Esta psicología de la culpa puede hacer que la persona afectada quiera hundirse en sus sombras, donde siempre puede encontrar más hondura, su negatividad es tan grande que por poner un ejemplo no sólo baja al fondo del río sino que quiere aún escarbar en ese fondo, así quien tiene ese sentimiento de culpa puede ir buscando mil temas para autoculparse… Pero es importante tener razones para poder decir “stop” a todo lo malo, no darle vueltas a las cosas cuando entramos en un bucle de configurarnos cada vez más negativamente, que es causa de depresión. Vencer la emoción con la razón y el espíritu.
Quizá hay creencias limitantes falsas, que provienen de fuerzas atávicas que anidan en nuestro interior y que hay que ir purificando, con la aceptación y abandono, para dejar que las cosas fluyan según unas fuerzas positivas que aunque desconocemos, puede haber una comprensión alcanzada no con la cabeza que no entiende, sino con la intuición que percibe una confianza en eso que viene de arriba.
Cuando no hay esa comprensión, aparecen los traumas. Así por ejemplo puede permanecer el miedo a conducir a partir de un accidente de circulación, o sentir la necesidad de ir a lugares que frecuentaba el ser querido fallecido; o tener miedo de esos lugares en otros casos; o tener alucinaciones como oír a quien nos dejó, como si estuviera viva esa persona.

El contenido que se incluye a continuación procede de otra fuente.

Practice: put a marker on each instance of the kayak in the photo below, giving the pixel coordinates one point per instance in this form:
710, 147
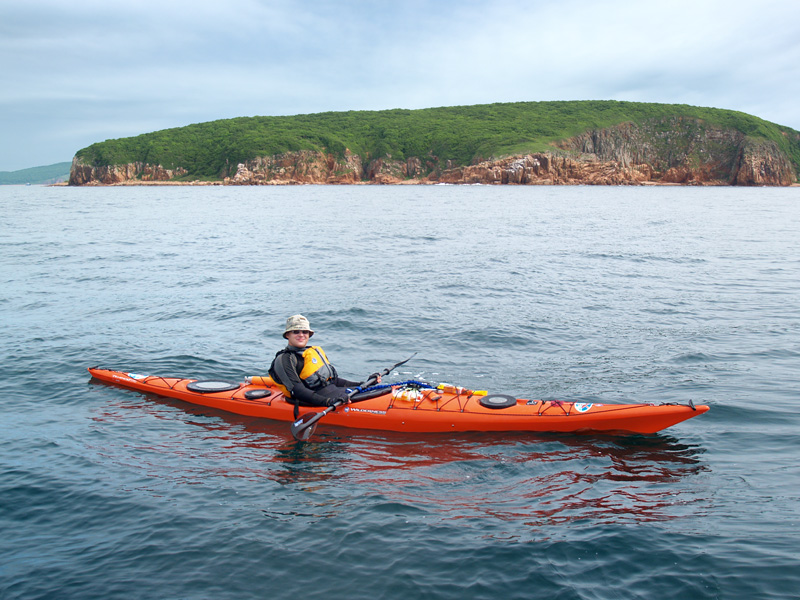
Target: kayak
415, 409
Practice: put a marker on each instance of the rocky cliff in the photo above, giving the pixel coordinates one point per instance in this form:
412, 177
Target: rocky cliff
81, 174
669, 151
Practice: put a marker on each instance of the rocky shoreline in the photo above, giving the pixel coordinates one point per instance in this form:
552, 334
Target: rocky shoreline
680, 154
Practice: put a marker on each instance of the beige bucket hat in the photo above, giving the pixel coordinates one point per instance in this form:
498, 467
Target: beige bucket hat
297, 323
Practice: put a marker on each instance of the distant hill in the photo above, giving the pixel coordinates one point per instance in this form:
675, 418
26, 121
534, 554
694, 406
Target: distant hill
677, 141
36, 175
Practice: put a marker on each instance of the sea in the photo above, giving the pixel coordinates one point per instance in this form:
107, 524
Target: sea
591, 294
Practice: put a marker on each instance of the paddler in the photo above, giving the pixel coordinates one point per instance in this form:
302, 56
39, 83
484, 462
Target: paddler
304, 373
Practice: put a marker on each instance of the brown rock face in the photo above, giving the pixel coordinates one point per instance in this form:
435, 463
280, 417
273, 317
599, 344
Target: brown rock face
81, 174
298, 167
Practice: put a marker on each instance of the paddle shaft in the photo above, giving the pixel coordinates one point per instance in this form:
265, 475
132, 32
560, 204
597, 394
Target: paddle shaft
303, 427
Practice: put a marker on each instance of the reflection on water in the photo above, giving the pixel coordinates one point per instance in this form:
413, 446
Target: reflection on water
519, 480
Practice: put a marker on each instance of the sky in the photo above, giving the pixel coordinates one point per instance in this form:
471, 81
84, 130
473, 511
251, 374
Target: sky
75, 73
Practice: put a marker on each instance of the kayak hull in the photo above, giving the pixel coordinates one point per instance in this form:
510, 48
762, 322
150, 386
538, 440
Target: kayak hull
432, 412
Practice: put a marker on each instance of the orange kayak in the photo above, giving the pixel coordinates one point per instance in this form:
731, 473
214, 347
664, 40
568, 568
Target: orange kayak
422, 411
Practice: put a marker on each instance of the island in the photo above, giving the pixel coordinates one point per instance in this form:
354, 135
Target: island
524, 143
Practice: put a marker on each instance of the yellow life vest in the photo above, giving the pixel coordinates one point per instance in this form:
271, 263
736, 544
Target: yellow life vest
316, 372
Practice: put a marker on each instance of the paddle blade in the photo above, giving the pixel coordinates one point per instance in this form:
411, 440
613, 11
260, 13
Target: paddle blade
304, 427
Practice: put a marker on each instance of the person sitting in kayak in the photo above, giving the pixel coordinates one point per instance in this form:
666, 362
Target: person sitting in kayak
303, 372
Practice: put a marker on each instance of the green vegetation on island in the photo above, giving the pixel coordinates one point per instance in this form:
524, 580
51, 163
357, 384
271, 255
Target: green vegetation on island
36, 175
460, 134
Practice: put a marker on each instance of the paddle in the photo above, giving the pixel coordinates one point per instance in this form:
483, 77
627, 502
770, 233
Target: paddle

Cultivando la comprensión podemos superar ese trauma de la culpa. Siguiendo una intuición interior podemos confiar en que no nos abandona ese ser querido que ya no está entre nosotros, que si estamos bien él también lo estará, e ir desprendiéndonos de ciertas voces que nos engañan con sentimientos de culpa y ansiedad, con remordimientos del pasado y miedos del futuro, impidiendo que vivamos en el momento presente. Por eso no me gusta lo que algunas campañas de la Dirección de Tráfico hacen, con su lema “si matas a alguien, lo matas todos los días de tu vida”. Es cierto que es un toque de responsabilidad pero no expresa toda la verdad, pues el dolor puede ser un veneno que cura, la persona puede hacer un cambio interior. Es un fardo duro de llevar ese sentimiento de culpa del pasado, desearíamos que ciertas cosas nunca hubieran ocurrido, pero podemos transformar como san Pedro después de la negación de Jesús, el remordimiento en arrepentimiento, encontrar un sentido a aquello, pasar del trauma esclavizante al agradecimiento libre después de esa conversión interior. Habló muy bien de ello S. Tamaro en su novela Donde el corazón te lleve: es un error creer que la vida es inmutable, que una vez tomado un carril hay que recorrerlo hasta el final. El destino tiene mucha más fantasía que nosotros, y cuando crees encontrarte en un callejón sin salida, cuando alcanzas el límite de la desesperación, con la rapidez de una ráfaga de viento todo cambia, da un vuelco y en el tiempo de este instante te encuentras viviendo una vida nueva (Milán, 1994, pp. 108-109).